I'd like to solve $AX -BX + XC = D$, for the matrix $X$, where all matrices have real entries and $X$ is a rectangular matrix, while $B$ and $C$ are symmetric matrices and $A$ is formed by an outer product matrix (i.e, as $vv^T$ for some real vector $v$) while $D$ is 'not' symmetric. $A,B,C,D$ matrices are fixed while $X$ is the unknown.
How can this equation be solved? Secondly, is there any case, where the solution of this equation has a closed form?
On
How about a small but concrete example of $AX + XB = C$: $$\pmatrix{a_0 & a_1 \\a_2 & a_3}\pmatrix{x_0 \\ x_1} + \pmatrix{x_0 \\ x_1} b= \pmatrix{c_0 \\ c_1}$$
This gives a system of two equations: \begin{align} a_0x_0 + a_1x_1+bx_0 &= c_0 \\ a_2x_0 + a_3x_1+bx_1 &= c_1 \\ \end{align} Which leads to the vectorized (using the Kroneker product formula for the Sylvester Equation): $$\pmatrix{a_0 +b & a_1 \\a_2 & a_3+b}\pmatrix{x_0 \\ x_1} = \pmatrix{c_0 \\ c_1}$$
And depending on the determinant, it has a single solution. In this particular example, the $b$ as a scalar was transformed into $bI$ the scale of the identity. In higher dimensions, it will not generalize that way, you just have to follow the vectorization, and the dimension of the new equation will be a square of the multiple of the respective dimensions.
More generally, Sylvester's equation of the form $$AX+XB=C$$ can be put into the form $$M\cdot \textrm{vec}X=L$$ for larger matrices $M$ and $L$.
Here $\textrm{vec}X$ is a stack of all columns of matrix $X$.

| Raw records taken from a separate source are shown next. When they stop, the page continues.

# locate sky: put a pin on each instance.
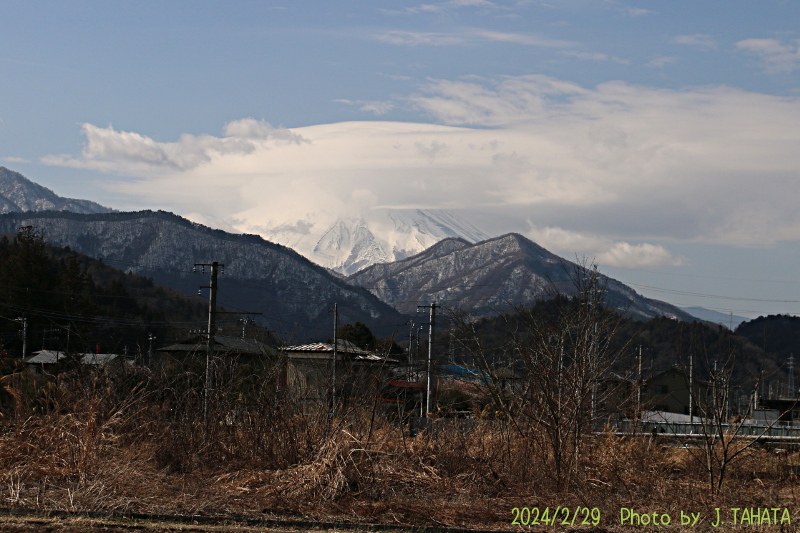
(660, 139)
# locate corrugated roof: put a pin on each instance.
(342, 347)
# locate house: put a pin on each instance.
(669, 391)
(46, 361)
(309, 371)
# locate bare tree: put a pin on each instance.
(562, 351)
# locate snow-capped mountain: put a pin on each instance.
(18, 193)
(489, 276)
(377, 236)
(294, 295)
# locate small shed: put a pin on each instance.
(45, 361)
(309, 370)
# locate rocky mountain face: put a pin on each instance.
(295, 296)
(489, 276)
(18, 193)
(377, 236)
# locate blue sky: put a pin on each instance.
(662, 138)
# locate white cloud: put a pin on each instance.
(778, 57)
(637, 169)
(369, 106)
(661, 61)
(12, 159)
(594, 56)
(604, 251)
(468, 36)
(109, 150)
(699, 40)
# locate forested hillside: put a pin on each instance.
(75, 303)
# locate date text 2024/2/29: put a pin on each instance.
(533, 516)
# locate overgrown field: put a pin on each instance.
(137, 440)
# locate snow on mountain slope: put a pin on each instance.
(382, 235)
(18, 193)
(489, 276)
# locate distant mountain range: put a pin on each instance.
(296, 295)
(728, 320)
(18, 193)
(377, 236)
(489, 276)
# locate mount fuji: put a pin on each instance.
(380, 235)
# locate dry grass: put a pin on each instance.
(133, 442)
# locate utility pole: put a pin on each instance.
(335, 355)
(639, 389)
(24, 321)
(151, 338)
(432, 325)
(691, 393)
(410, 344)
(212, 321)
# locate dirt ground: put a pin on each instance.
(42, 524)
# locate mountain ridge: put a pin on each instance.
(18, 193)
(489, 276)
(293, 293)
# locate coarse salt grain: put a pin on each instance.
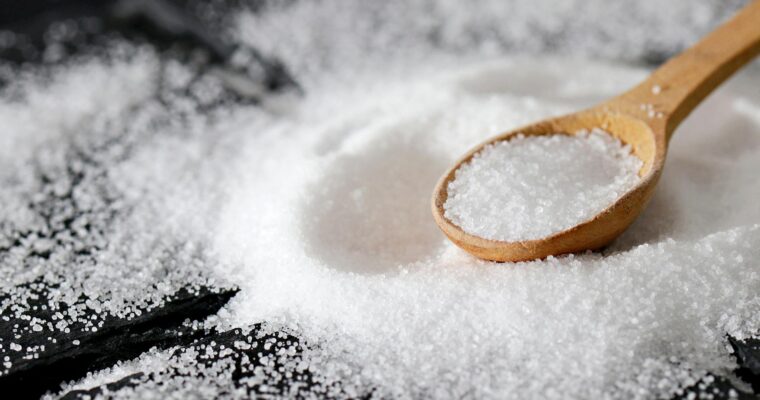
(532, 187)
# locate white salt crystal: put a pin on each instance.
(532, 187)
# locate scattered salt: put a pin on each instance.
(532, 187)
(319, 211)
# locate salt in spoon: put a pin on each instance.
(644, 118)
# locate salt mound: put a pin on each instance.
(340, 246)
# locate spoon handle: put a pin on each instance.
(678, 86)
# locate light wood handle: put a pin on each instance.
(679, 85)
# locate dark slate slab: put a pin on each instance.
(36, 362)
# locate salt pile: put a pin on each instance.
(532, 187)
(348, 256)
(318, 210)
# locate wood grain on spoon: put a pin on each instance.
(644, 117)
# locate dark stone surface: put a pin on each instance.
(714, 388)
(747, 354)
(243, 351)
(174, 30)
(116, 339)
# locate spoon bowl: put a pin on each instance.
(643, 118)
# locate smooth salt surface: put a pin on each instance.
(532, 187)
(319, 209)
(341, 248)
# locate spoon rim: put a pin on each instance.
(471, 242)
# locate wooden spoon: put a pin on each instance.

How to find the matrix $M$ and $L$, is shown in chapter 4 of this book: http://www.amazon.com/Topics-Matrix-Analysis-Roger-Horn/dp/0521467136
Indeed, $M=(I\otimes A)+(B^T\otimes I)$, and $L=\textrm{vec}C$, where $\otimes$ denotes the Kronecker product.
Special case with $M$ invertible, we have $\textrm{vec}X=M^{-1}L$.